1. Politik Hukum Bersifat tetap (permanen)


Politik hukum yang bersifat tetap adalah berkaitan dengan sikap hukum yang akan
selalu menjadi dasar kebijaksanaan pembentukan dan penegakan hukum. Bagi bangsa
Indonesia, Politik Hukum tetap antara lain:
-  Terdapat satu sistem hukum yaitu Sistem Hukum Nasional.
Setelah 17 Agustus 1945, maka politik hukum yang berlaku adalah politik hukum
nasional, artinya telah terjadi unifikasi hukum (berlakunya satu sistem hukum
diseluruh wilayah Indonesia).
- Tidak ada hukum yang memberi hak istimewa pada warga Negara tertentu
berdasarkan pada suku, ras, dan agama.
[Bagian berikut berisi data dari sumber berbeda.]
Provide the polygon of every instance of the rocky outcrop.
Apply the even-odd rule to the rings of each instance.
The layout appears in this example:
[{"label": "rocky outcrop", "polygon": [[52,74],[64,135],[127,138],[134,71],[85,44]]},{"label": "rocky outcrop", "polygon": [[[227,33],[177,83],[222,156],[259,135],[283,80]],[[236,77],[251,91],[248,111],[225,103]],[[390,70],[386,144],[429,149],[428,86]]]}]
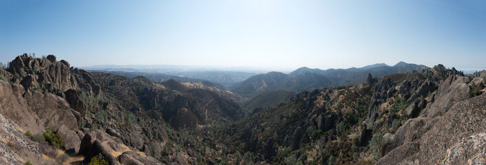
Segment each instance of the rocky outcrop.
[{"label": "rocky outcrop", "polygon": [[94,140],[89,151],[85,155],[85,160],[83,160],[83,163],[86,164],[89,164],[91,162],[92,158],[97,156],[100,153],[103,156],[104,159],[108,162],[108,164],[120,164],[116,158],[110,153],[109,150],[99,140]]},{"label": "rocky outcrop", "polygon": [[409,118],[416,118],[420,112],[427,106],[427,100],[417,98],[405,109],[405,113]]},{"label": "rocky outcrop", "polygon": [[61,126],[57,132],[63,135],[64,143],[62,147],[70,153],[77,153],[79,151],[79,145],[81,140],[79,136],[72,130],[70,130],[65,125]]},{"label": "rocky outcrop", "polygon": [[381,141],[381,156],[385,155],[392,149],[408,142],[413,142],[420,139],[422,135],[429,131],[436,120],[418,118],[408,120],[400,126],[394,134],[387,133]]},{"label": "rocky outcrop", "polygon": [[486,133],[463,138],[447,149],[440,164],[484,164],[486,160]]},{"label": "rocky outcrop", "polygon": [[481,71],[481,72],[479,73],[479,77],[486,79],[486,71]]},{"label": "rocky outcrop", "polygon": [[7,71],[19,75],[12,81],[19,81],[28,91],[48,89],[48,92],[60,95],[68,89],[81,89],[93,95],[100,91],[99,85],[88,72],[71,67],[65,60],[57,61],[54,55],[42,59],[24,54],[10,62]]},{"label": "rocky outcrop", "polygon": [[367,123],[372,123],[378,118],[377,106],[386,102],[395,92],[395,84],[390,78],[382,79],[374,86],[374,93],[371,98],[371,104],[368,107]]},{"label": "rocky outcrop", "polygon": [[486,80],[483,78],[476,77],[468,85],[471,87],[471,89],[483,89],[486,87]]},{"label": "rocky outcrop", "polygon": [[43,158],[39,145],[24,135],[13,121],[0,113],[0,164],[22,165],[22,161],[58,164],[54,160]]},{"label": "rocky outcrop", "polygon": [[112,135],[112,136],[114,136],[116,138],[120,138],[121,136],[120,135],[120,133],[118,133],[118,132],[116,132],[116,131],[115,131],[114,129],[111,129],[111,128],[106,129],[106,133],[110,135]]},{"label": "rocky outcrop", "polygon": [[368,145],[372,135],[373,130],[366,129],[366,124],[365,124],[361,129],[361,133],[359,133],[359,140],[358,140],[357,145],[360,146]]},{"label": "rocky outcrop", "polygon": [[78,120],[65,100],[52,94],[44,95],[36,91],[27,91],[24,97],[46,129],[57,130],[61,126],[65,125],[70,130],[78,129]]},{"label": "rocky outcrop", "polygon": [[374,82],[373,80],[373,76],[371,76],[371,74],[368,74],[368,76],[366,77],[366,80],[365,80],[365,84],[372,84]]},{"label": "rocky outcrop", "polygon": [[158,161],[150,157],[142,157],[140,155],[126,151],[118,156],[118,161],[121,164],[144,165],[144,164],[162,164]]},{"label": "rocky outcrop", "polygon": [[441,82],[435,101],[427,105],[423,116],[435,118],[445,113],[452,105],[471,97],[471,89],[467,85],[469,79],[465,76],[451,76]]},{"label": "rocky outcrop", "polygon": [[70,89],[64,92],[66,101],[70,104],[71,108],[78,112],[81,116],[86,116],[87,109],[85,103],[79,98],[78,93],[76,90]]},{"label": "rocky outcrop", "polygon": [[[461,82],[467,82],[464,81],[464,79],[461,80],[457,78],[456,80]],[[450,86],[451,88],[454,88],[456,85],[452,85]],[[443,90],[445,89],[443,89]],[[443,95],[443,97],[447,97],[447,95]],[[446,157],[446,155],[450,155],[450,153],[447,153],[447,150],[450,148],[453,150],[454,146],[457,142],[472,135],[486,131],[486,128],[483,126],[486,124],[486,120],[484,120],[486,118],[485,107],[486,95],[484,94],[457,102],[452,106],[443,116],[434,118],[434,120],[436,120],[436,122],[430,121],[430,122],[435,124],[428,131],[422,133],[415,141],[413,141],[418,145],[418,147],[415,147],[415,149],[413,150],[408,150],[405,148],[405,145],[410,143],[405,142],[390,151],[379,161],[378,164],[388,164],[388,162],[400,162],[402,163],[416,162],[420,164],[432,164],[441,162],[444,160],[444,157]],[[427,120],[427,118],[424,119]],[[429,120],[431,119],[429,118]],[[407,131],[412,131],[416,129],[412,126],[406,130]],[[398,153],[408,156],[402,157],[394,156],[397,155]],[[476,153],[478,153],[476,152]],[[472,159],[474,157],[474,155],[468,156],[467,159]],[[465,161],[467,160],[465,159],[465,157],[462,157],[462,158],[459,157],[456,162],[465,162]]]},{"label": "rocky outcrop", "polygon": [[0,113],[8,117],[24,130],[34,133],[44,131],[44,123],[31,110],[22,97],[23,87],[0,80]]}]

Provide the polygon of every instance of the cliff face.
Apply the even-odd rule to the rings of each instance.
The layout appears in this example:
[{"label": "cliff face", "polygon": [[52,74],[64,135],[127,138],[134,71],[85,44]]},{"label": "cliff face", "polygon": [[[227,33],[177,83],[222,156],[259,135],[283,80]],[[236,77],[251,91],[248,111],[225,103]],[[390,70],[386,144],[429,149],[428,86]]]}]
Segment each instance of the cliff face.
[{"label": "cliff face", "polygon": [[485,80],[474,80],[456,75],[441,81],[421,118],[383,136],[384,157],[378,164],[465,164],[486,159],[479,147],[485,144],[486,95],[471,98],[471,90],[483,89]]},{"label": "cliff face", "polygon": [[72,67],[67,61],[57,61],[54,55],[43,59],[24,54],[10,62],[7,71],[10,73],[5,76],[26,90],[47,89],[50,93],[62,96],[67,89],[74,89],[90,95],[99,94],[99,85],[89,72]]},{"label": "cliff face", "polygon": [[[83,157],[84,163],[101,153],[110,164],[195,164],[195,151],[202,153],[202,148],[196,147],[200,144],[186,131],[176,133],[172,126],[192,129],[244,115],[238,104],[211,91],[174,91],[142,77],[89,73],[57,61],[53,55],[19,56],[9,68],[0,69],[0,114],[17,124],[12,126],[18,128],[16,133],[28,131],[42,138],[50,130],[61,134],[65,142],[59,147],[70,155]],[[45,142],[31,142],[34,148],[50,151],[42,149]],[[180,146],[187,151],[181,152]],[[18,151],[6,152],[42,162]],[[53,160],[47,164],[61,163],[61,155],[47,155]]]}]

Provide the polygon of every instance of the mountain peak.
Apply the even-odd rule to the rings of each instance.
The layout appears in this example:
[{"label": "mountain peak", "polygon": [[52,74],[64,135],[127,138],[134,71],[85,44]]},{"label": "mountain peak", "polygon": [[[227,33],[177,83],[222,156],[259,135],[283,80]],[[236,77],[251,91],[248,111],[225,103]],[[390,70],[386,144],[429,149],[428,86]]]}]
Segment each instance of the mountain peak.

Kalaupun ada perbedaan, semata-mata
didasarkan pada kepentingan nasional dalam rangka kesatuan dan persatuan
bangsa.
- Pembentukan hukum memperhatikan kemajemukan masyarakat  Masyarakat
memiliki peran yang sangat penting dalam pembentukan hukum, sehingga
masyarakat harus ikut berpartisipasi dalam pembentukan hukum.
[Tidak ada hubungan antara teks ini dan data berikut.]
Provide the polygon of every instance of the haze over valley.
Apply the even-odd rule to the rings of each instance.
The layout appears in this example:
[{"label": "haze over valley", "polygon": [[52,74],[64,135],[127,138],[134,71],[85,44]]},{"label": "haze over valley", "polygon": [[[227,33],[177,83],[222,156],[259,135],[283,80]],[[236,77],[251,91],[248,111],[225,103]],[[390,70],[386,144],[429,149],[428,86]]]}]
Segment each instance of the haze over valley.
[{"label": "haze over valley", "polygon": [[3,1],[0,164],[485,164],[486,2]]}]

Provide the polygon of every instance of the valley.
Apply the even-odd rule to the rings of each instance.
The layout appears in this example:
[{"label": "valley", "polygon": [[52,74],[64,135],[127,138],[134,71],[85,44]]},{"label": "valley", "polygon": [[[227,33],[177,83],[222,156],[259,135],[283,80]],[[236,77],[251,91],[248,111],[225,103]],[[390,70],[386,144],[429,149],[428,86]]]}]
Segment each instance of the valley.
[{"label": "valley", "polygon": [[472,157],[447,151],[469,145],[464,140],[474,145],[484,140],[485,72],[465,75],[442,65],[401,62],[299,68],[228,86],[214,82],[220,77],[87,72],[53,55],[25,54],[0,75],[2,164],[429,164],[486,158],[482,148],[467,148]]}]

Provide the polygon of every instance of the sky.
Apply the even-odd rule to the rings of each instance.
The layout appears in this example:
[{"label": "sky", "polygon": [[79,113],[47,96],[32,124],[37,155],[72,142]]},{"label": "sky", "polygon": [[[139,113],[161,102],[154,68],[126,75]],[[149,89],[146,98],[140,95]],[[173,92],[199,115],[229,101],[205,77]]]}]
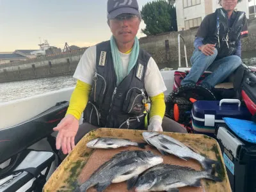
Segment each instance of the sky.
[{"label": "sky", "polygon": [[[152,1],[138,1],[141,10]],[[107,0],[0,0],[0,52],[39,49],[40,38],[61,49],[95,45],[111,36],[106,17]]]},{"label": "sky", "polygon": [[[138,1],[141,10],[151,1]],[[63,49],[65,42],[87,47],[111,35],[107,0],[0,0],[0,52],[39,49],[40,38]]]}]

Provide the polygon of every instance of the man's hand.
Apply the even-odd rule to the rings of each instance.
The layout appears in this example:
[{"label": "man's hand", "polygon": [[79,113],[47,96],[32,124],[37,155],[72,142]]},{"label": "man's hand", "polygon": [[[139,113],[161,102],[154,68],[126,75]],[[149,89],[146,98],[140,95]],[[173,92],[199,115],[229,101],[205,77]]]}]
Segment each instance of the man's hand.
[{"label": "man's hand", "polygon": [[214,51],[215,49],[214,44],[206,44],[203,45],[198,47],[199,50],[202,51],[206,56],[214,54]]},{"label": "man's hand", "polygon": [[56,138],[56,148],[61,147],[64,154],[70,153],[75,147],[75,136],[78,131],[79,120],[73,115],[67,115],[53,131],[59,131]]},{"label": "man's hand", "polygon": [[163,131],[162,121],[162,118],[160,116],[153,116],[149,120],[148,130],[153,131]]}]

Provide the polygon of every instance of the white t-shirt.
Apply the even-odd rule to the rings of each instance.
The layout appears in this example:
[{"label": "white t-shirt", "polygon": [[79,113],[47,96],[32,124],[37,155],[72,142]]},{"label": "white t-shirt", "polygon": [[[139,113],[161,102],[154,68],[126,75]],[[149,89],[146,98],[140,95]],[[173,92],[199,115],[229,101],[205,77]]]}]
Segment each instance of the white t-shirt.
[{"label": "white t-shirt", "polygon": [[[124,73],[128,70],[129,54],[120,52]],[[74,77],[84,83],[92,84],[92,77],[96,72],[96,45],[86,49],[83,54]],[[144,79],[145,88],[149,97],[156,96],[166,90],[160,71],[152,58],[149,59]]]}]

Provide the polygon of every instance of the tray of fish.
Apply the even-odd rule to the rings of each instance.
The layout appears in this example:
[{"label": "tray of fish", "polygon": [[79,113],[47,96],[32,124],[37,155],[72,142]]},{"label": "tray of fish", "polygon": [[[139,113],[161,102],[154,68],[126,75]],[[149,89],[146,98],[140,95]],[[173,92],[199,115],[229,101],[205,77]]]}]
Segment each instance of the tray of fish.
[{"label": "tray of fish", "polygon": [[100,128],[85,135],[43,191],[231,192],[218,142],[201,134]]}]

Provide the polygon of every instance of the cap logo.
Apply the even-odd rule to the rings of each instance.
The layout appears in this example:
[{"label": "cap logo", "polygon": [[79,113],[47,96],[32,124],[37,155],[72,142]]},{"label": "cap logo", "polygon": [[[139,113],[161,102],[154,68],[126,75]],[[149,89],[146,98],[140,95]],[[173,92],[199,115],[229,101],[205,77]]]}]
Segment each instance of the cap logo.
[{"label": "cap logo", "polygon": [[[116,0],[114,0],[115,1],[116,1]],[[114,8],[116,8],[117,6],[123,6],[123,5],[131,5],[132,3],[132,0],[124,0],[123,3],[120,3],[120,2],[116,2],[116,4],[114,6]],[[119,5],[118,5],[119,4]]]}]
- Hukum adat dan hukum yang tidak tertulis lainnya diakui sebagai subsistem
hukum nasional sepanjang nyata-nyata hidup dan dipertahankan dalam pergaulan
masyarakat.
-  Pembentukan hukum sepenuhnya didasarkan pada partisipasi masyarakat.
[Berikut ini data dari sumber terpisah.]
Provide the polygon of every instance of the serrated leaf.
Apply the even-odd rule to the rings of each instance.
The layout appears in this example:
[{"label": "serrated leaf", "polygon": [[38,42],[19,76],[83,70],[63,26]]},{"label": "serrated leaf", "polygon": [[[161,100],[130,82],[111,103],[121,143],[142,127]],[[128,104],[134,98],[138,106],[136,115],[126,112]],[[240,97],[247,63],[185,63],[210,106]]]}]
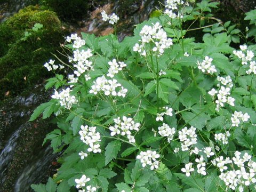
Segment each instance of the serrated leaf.
[{"label": "serrated leaf", "polygon": [[62,180],[57,188],[57,192],[69,192],[70,186],[66,180]]},{"label": "serrated leaf", "polygon": [[121,149],[121,143],[119,140],[116,140],[108,143],[106,147],[105,165],[107,165],[113,158],[116,157],[118,151]]},{"label": "serrated leaf", "polygon": [[[35,119],[36,119],[37,117],[39,116],[39,115],[41,113],[42,113],[44,110],[45,110],[48,107],[53,105],[53,103],[55,104],[55,102],[52,100],[51,100],[49,102],[40,105],[38,107],[37,107],[36,108],[36,109],[34,110],[33,114],[31,116],[29,121],[33,121]],[[48,110],[49,110],[49,109],[48,109]],[[49,111],[48,112],[46,111],[45,113],[45,117],[47,116],[47,115],[49,115],[48,113],[49,113]]]},{"label": "serrated leaf", "polygon": [[55,192],[56,189],[57,188],[57,184],[53,181],[52,178],[49,178],[45,187],[47,192]]},{"label": "serrated leaf", "polygon": [[153,73],[144,72],[138,75],[135,77],[141,78],[142,79],[150,79],[156,78],[156,75]]},{"label": "serrated leaf", "polygon": [[118,189],[119,191],[121,192],[123,190],[124,190],[125,192],[131,192],[132,189],[130,186],[125,183],[121,182],[120,183],[116,183],[116,187],[117,187],[117,189]]},{"label": "serrated leaf", "polygon": [[251,149],[252,140],[250,139],[247,133],[243,132],[241,130],[241,128],[236,129],[234,135],[239,144],[243,147]]},{"label": "serrated leaf", "polygon": [[112,178],[116,176],[117,174],[110,169],[105,168],[101,169],[99,173],[99,175],[101,175],[108,179]]},{"label": "serrated leaf", "polygon": [[103,192],[108,192],[108,184],[109,183],[107,179],[99,175],[97,177],[98,183],[100,186]]},{"label": "serrated leaf", "polygon": [[136,147],[129,147],[125,149],[122,154],[122,157],[124,157],[127,156],[128,155],[131,154],[132,153],[138,150],[138,148]]},{"label": "serrated leaf", "polygon": [[190,177],[187,177],[184,174],[181,173],[174,173],[179,178],[181,179],[183,183],[187,184],[187,185],[200,190],[201,191],[204,191],[204,184],[203,180],[199,178],[193,178],[193,175]]},{"label": "serrated leaf", "polygon": [[126,169],[124,170],[124,181],[126,183],[133,185],[133,182],[131,179],[131,172]]},{"label": "serrated leaf", "polygon": [[156,141],[159,141],[162,138],[159,137],[151,137],[147,139],[146,141],[143,141],[141,144],[140,144],[140,146],[153,143]]}]

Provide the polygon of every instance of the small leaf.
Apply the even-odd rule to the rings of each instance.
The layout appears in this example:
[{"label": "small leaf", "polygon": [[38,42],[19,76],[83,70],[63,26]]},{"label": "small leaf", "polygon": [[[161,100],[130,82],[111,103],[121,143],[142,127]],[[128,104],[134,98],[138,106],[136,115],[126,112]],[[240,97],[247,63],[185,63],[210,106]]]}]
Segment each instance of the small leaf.
[{"label": "small leaf", "polygon": [[48,179],[46,186],[47,192],[55,192],[57,188],[57,184],[53,181],[51,178]]},{"label": "small leaf", "polygon": [[133,153],[137,150],[138,150],[138,148],[136,147],[129,147],[129,148],[127,148],[126,149],[125,149],[121,154],[121,156],[122,157],[127,156],[128,155],[131,154],[132,153]]},{"label": "small leaf", "polygon": [[112,178],[116,176],[117,174],[114,171],[111,171],[110,169],[105,168],[101,170],[99,175],[105,177],[108,179]]},{"label": "small leaf", "polygon": [[66,180],[62,180],[57,188],[57,192],[69,192],[70,186]]},{"label": "small leaf", "polygon": [[140,145],[140,146],[143,146],[143,145],[147,145],[148,144],[151,144],[152,143],[154,143],[154,142],[159,141],[162,139],[161,137],[150,137],[149,138],[147,139],[146,141],[144,141],[143,142],[142,142],[142,143]]},{"label": "small leaf", "polygon": [[116,157],[117,153],[121,149],[121,143],[119,140],[116,140],[108,143],[106,147],[105,165],[107,165],[113,158]]},{"label": "small leaf", "polygon": [[144,97],[152,93],[156,87],[156,84],[154,81],[152,81],[151,82],[148,83],[145,87],[145,93],[144,93]]}]

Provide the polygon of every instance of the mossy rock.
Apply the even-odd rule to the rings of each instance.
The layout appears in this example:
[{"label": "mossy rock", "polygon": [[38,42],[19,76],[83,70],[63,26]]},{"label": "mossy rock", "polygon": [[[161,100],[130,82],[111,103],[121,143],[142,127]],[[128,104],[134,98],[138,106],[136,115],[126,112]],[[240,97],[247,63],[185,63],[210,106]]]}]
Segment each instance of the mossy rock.
[{"label": "mossy rock", "polygon": [[[34,31],[31,28],[36,23],[43,26]],[[63,36],[68,31],[62,29],[55,13],[31,6],[21,10],[0,26],[5,32],[0,35],[0,41],[5,42],[0,45],[5,53],[0,58],[1,100],[6,93],[15,95],[50,76],[43,65],[53,58],[52,53],[61,51],[59,43],[64,41]],[[21,39],[25,31],[31,35]]]},{"label": "mossy rock", "polygon": [[87,14],[90,1],[84,0],[41,0],[39,4],[56,12],[63,21],[76,22]]}]

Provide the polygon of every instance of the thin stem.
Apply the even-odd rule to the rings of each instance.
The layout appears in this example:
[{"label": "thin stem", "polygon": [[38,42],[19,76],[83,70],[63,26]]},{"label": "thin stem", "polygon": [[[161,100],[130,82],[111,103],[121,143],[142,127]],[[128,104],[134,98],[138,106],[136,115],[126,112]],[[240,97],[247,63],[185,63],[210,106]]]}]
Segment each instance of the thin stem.
[{"label": "thin stem", "polygon": [[252,75],[252,79],[251,80],[251,84],[250,85],[250,99],[249,99],[249,107],[251,107],[251,99],[252,98],[252,80],[253,79],[253,77],[254,77],[254,74]]},{"label": "thin stem", "polygon": [[157,106],[158,106],[159,100],[159,73],[158,73],[158,57],[157,56],[158,52],[156,52],[156,101]]}]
-  Hukum dibentuk dan ditegakkan demi kesejahteraan umum (keadilan sosial bagi
seluruh rakyat) terwujudnya masyarakat yang demokratis dan mandiri serta
terlaksananya negara berdasarkan hukum dan konstitusi.
2. Politik Hukum yang bersifat temporer.

Politik hukum yang bersifat temporer dimaksudkan sebagai kebijaksanaan yang


ditetapkan dari waktu ke waktu sesuai dengan kebutuhan. Adanya pemahaman yang baru
mengenai ruang gerak Politik Hukum yang bersifat dinamis, dengan menyebutkan ruang
gerak Politik Hukum tidak hanya sebatas negara sendiri saja melainkan meluas sampai
keluar batas negara hingga ke tingkat Internasional.

Politik Hukum tidak terlepas dari realita sosial dan tradisional yang terdapat di
negara kita dan di lain pihak, sebagai salah satu anggota masyarakat dunia, maka Politik
Hukum Indonesia tidak terlepas pula dari realita dan Politik Hukum Internasional.